Ghouls became ghouls by eating black pixie flesh. In the past, most ghouls had become ghouls on purpose. There were perks. The magic was kind of cool. Those ghouls were willing to accept the gross downside—eating dead people.
But recently, more and more ghouls got that way by accident. That was what had happened to Iris. She'd gotten a pill of pixie dust, taken it, waited for it to kick in. It never had. And the next morning, she was very hungry, but she couldn't keep her breakfast down. She didn't know what she was craving, but . . . The sickening thing about it was that she and Rhett had gotten two pills from the same guy. His had been real pixie dust. Hers hadn't. Sometimes, in her darker moments, she wished Rhett would have gotten the black pixie dust instead of her.

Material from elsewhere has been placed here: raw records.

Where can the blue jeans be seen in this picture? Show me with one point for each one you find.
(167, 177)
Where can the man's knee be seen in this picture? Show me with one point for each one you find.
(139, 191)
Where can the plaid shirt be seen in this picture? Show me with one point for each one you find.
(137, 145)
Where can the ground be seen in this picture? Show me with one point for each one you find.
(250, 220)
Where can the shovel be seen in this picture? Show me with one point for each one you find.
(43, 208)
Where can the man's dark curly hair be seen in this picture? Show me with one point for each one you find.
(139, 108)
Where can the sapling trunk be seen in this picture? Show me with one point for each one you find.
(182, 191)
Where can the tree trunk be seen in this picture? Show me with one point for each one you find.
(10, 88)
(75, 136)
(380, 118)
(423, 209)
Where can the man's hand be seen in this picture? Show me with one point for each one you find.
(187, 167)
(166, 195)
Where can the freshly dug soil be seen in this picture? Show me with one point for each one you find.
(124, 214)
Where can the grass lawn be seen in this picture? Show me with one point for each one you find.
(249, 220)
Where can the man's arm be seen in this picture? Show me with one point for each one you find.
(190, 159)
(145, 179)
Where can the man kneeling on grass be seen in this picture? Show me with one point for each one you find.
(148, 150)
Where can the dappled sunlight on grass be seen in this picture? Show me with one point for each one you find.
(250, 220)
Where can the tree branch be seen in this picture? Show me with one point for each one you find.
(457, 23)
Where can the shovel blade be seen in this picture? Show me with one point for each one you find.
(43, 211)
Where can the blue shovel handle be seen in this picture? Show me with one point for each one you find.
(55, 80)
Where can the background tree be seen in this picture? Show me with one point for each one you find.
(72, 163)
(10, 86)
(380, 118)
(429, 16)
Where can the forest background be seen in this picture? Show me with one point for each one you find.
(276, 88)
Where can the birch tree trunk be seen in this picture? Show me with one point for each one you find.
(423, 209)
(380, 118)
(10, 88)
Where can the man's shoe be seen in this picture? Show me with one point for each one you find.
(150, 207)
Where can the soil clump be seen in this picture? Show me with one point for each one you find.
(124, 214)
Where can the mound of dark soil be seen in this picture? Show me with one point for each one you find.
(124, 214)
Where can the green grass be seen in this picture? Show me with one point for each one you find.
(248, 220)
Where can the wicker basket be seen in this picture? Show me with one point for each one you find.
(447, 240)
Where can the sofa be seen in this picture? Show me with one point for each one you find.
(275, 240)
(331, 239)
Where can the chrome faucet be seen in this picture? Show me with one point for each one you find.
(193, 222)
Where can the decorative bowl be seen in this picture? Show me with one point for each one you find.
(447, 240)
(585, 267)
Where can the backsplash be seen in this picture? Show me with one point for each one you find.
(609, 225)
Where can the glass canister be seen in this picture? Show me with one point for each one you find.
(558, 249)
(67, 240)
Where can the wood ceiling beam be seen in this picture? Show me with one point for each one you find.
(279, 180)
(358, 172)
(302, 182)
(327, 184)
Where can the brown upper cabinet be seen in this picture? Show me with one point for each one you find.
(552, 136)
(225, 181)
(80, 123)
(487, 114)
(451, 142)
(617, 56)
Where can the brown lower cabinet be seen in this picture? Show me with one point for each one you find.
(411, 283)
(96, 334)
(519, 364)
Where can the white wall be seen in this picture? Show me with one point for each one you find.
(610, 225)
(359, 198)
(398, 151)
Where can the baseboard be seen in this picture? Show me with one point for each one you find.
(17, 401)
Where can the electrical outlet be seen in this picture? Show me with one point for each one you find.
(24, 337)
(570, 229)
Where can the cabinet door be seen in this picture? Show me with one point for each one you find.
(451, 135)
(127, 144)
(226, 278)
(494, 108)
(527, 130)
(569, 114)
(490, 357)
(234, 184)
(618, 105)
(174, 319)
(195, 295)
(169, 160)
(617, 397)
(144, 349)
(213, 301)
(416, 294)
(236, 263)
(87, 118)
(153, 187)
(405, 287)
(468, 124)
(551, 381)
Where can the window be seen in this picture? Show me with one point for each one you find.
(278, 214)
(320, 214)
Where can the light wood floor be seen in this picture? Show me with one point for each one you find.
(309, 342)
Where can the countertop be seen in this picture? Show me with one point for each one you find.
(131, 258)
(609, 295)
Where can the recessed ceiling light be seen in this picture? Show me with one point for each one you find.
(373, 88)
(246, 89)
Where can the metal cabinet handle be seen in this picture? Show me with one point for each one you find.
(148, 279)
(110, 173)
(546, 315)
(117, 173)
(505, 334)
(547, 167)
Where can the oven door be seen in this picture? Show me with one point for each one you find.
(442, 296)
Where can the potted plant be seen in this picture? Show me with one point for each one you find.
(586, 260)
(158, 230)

But that was neither here nor there. She guessed, in light of all of that, some pixies might really hate humans. After all, pixies mostly minded their own business, and humans were trying to kill them to turn them into drugs. The pixie police killed them on sight. She could understand how they might get pissed off. She lit a cigarette and hunted through some papers she had stuffed into one of her notebooks until she found Satin Blades' itinerary. Rhett had given it to her so she could contact the band if she needed to. It had the phone numbers for the hotels they were staying in. She was going to call him. If he wasn't out drinking or passed out, he'd pick up the phone.
Iris picked up the phone, stared at it, and asked herself if she were sure she really wanted to do this. She wasn’t, but she started to dial anyway. She got all the numbers dialed before she could think, and then the phone began to ring. The phone rang nine times. She was about to hang up, when someone picked up.
"Hello?"
"Rhett?" asked Iris.
"Yeah. Who's this?"
"It's Iris."
"Iris?" He sounded happy to hear from her. "Hey. Look, Max and I raised hell about those checks. If they aren't—"
"No, no. That's fine. Everything's fine with that. I'm actually calling about something else. This is gonna sound weird, but I wanted to ask you about Mischief."
"What about them?"
"Well, you're on tour with them. Do you ever like, get to hang out with them?"
"Why?"
"It's weird. Just . . . do you?"
"Not too much. They're big news, you know, and plus they're a sober band, so they don't party."
"They're sober?"
"Yeah. Apparently, they used to do a lot of drugs and it fucked them all up, so now they don't do anything."
"Huh. Well, that's kind of strange."
"I think it's why they're so focused. I mean—"
"No partying? Does that mean no groupies?"
"Iris, what is this about? I'm not fucking Ros, if that's what you're getting at."
God. That ass. Of course he was fucking Ros. Well, he probably was, but . . . She didn't care anyway. "Mischief, Rhett. That's what this is about. Do they seem . . . normal to you?"
"Well, not for a rock band, but they're really good."
"Inhumanly good?"
"What?"
"Never mind. No partying. No chicks, huh? Thanks Rhett." She hung up.
She was shaking. She always shook after she talked to him anymore. She didn't know why. It used to be so easy to talk to him. Like breathing or dreaming or . . . writing fucking songs. She sighed. For once that evening, she was happy to distract herself with thoughts of pixies. A sober, celibate rock band. That was definitely odd. Not odd enough to mean they were going to destroy the human race, but it certainly didn't help their case.